Event-Driven Microservices With Vert.x and Kubernetes (Part 2 of 3)
In Part 2 of this tutorial, you'll learn how to deploy your event-driven microservice application to Kubernetes for easy scaling and failover.
Join the DZone community and get the full member experience.Join For Free
In part 1 of this article series, we learned how to create an event-driven microservice application using Vert.x. We deployed the application locally, using the multicast cluster capabilities of Hazelcast to connect the microservices. In part 2, we want to deploy this application to Kubernetes, so we can scale the application easily and make usage of the failover and scaling features in Kubernetes. Before we go into detail, I want to introduce some Kubernetes and Hazelcast concepts, which are needed to understand this scenario.
Brief Introduction to Kubernetes
Kubernetes is a platform for hosting and managing containers in a cluster of nodes. It provides a layer over the infrastructure, so developers can manage applications and not the infrastructure itself.
A Kubernetes cluster is a set of machines (physical/virtual), resourced by Kubernetes to run applications.
A Pod is a group of containers, sharing the same network/namespace/volume/IP. A Pod can contain 1..N containers, that are scheduled as one application. You can have your application container and your database container in one Pod, but typically you should create one Pod for your application and another one for your database, so you can scale and control them separately.
A Replication Controller (RC) manages the lifecycle of a Pod. While you are free to deploy a single Pod, you need the Controller to ensure that a certain amount of Pods are running. If a Pod dies, the RC creates a new one, if you scale up/down Pods, the RC creates/destroys your Pods. There are currently three types of Controllers, Replication Controller, Replica Set, and Deployment. A Replica Set allows set-based selection and the Deployment is basically a Replication Controller with capabilities for rolling updates.
A Kubernetes Service provides a name and a network address for a set of Pods working together. Services are routing the request by the help of labels/selectors provided by Pods.
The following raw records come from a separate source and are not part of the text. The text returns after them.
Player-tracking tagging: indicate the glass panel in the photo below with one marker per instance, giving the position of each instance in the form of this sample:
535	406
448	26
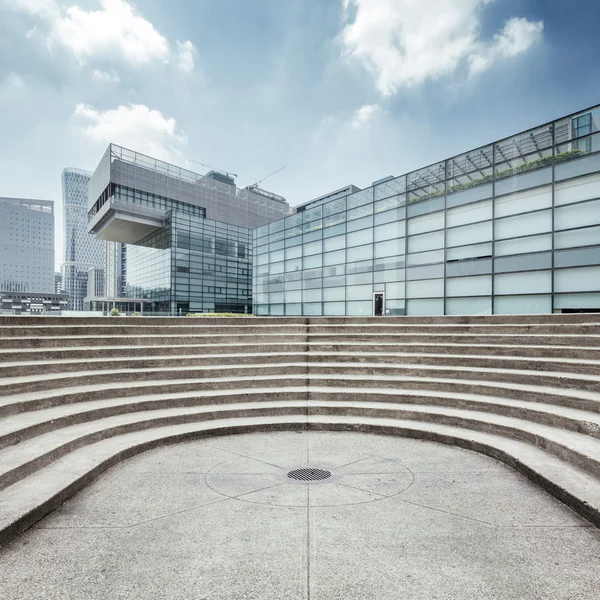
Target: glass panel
360	198
293	309
294	252
358	213
335	258
524	245
579	257
469	286
357	238
425	289
523	224
586	188
425	258
390	231
359	224
472	213
523	202
312	262
475	251
390	188
314	295
334	206
359	292
589	236
583	279
425	223
295	264
427	241
359	309
333	309
396	290
389	248
524	262
577	215
469	306
469	267
522	305
359	253
469	234
425	307
312	309
313	248
531	282
577	301
334	294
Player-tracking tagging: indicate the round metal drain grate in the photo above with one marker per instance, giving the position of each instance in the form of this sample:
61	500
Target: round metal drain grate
308	474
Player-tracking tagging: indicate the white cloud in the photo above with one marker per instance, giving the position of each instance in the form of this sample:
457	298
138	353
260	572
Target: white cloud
11	85
186	53
365	115
403	43
134	126
114	32
517	36
106	77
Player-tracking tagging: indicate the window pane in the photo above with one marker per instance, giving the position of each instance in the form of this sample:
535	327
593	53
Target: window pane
425	289
532	282
523	225
469	234
469	286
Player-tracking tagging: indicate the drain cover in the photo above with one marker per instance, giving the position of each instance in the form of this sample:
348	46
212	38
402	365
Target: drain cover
308	474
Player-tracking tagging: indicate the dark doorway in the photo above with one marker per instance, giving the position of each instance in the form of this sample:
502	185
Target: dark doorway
378	305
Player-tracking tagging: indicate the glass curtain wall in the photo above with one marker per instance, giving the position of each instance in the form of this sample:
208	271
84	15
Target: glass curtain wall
512	227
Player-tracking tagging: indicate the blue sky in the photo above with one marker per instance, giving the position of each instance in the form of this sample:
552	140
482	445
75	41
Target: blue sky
338	91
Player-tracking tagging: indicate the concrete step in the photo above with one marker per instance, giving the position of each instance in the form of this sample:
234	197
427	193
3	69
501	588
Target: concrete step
32	401
34	367
50	381
18	428
23	459
129	351
21	343
29	500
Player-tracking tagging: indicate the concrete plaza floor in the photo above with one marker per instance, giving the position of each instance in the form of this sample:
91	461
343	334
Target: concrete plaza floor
217	519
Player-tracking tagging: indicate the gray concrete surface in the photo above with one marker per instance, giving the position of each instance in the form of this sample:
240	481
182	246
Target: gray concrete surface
215	520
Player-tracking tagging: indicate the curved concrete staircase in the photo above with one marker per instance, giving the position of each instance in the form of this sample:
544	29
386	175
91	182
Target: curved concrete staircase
79	395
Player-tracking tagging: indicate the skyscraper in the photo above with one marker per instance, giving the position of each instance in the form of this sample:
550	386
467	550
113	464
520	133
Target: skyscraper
26	245
82	250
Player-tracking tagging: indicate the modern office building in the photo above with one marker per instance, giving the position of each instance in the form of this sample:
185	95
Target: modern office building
26	245
18	303
188	236
511	227
82	251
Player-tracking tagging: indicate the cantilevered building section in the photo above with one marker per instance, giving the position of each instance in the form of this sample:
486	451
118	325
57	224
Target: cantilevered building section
82	251
188	236
511	227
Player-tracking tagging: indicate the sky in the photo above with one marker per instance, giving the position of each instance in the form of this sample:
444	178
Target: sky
335	91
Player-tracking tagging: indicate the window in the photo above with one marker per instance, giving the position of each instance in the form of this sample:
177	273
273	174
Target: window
582	125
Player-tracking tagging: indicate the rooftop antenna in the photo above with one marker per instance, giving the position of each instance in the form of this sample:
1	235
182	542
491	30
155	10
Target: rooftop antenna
255	185
213	168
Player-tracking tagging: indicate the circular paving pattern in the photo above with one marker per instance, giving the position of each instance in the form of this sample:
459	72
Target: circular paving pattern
356	479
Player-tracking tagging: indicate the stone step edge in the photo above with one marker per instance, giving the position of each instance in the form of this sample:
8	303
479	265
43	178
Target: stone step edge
30	500
23	427
32	401
266	356
7	382
21	460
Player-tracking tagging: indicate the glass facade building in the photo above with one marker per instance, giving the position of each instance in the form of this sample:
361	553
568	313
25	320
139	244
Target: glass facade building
82	251
26	246
511	227
188	236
Usage and Pre-Requirements
Small Introduction to Hazelcast
Hazelcast is an in-memory data grid for caching, distributed computing, messaging and more. It is open source (with an option for commercial support and additional functionality) and the default cluster provider of Vert.x. Whenever you run Vert.x in clustered mode, Hazelcast is utilized to create the cluster and to distribute the Vert.x event bus. In part 1, we have already seen the multicast cluster capabilities of Hazelcast, we used it to connect the frontend-, the read- and the write-Verticle. In part 2, we want to create a Hazelcast cluster inside Kubernetes, to connect the Vert.x services running in 1-N Pod(s). Since Kubernetes does not support multicast, we need additional configuration steps to ensure that the Hazelcast node discovery works correctly.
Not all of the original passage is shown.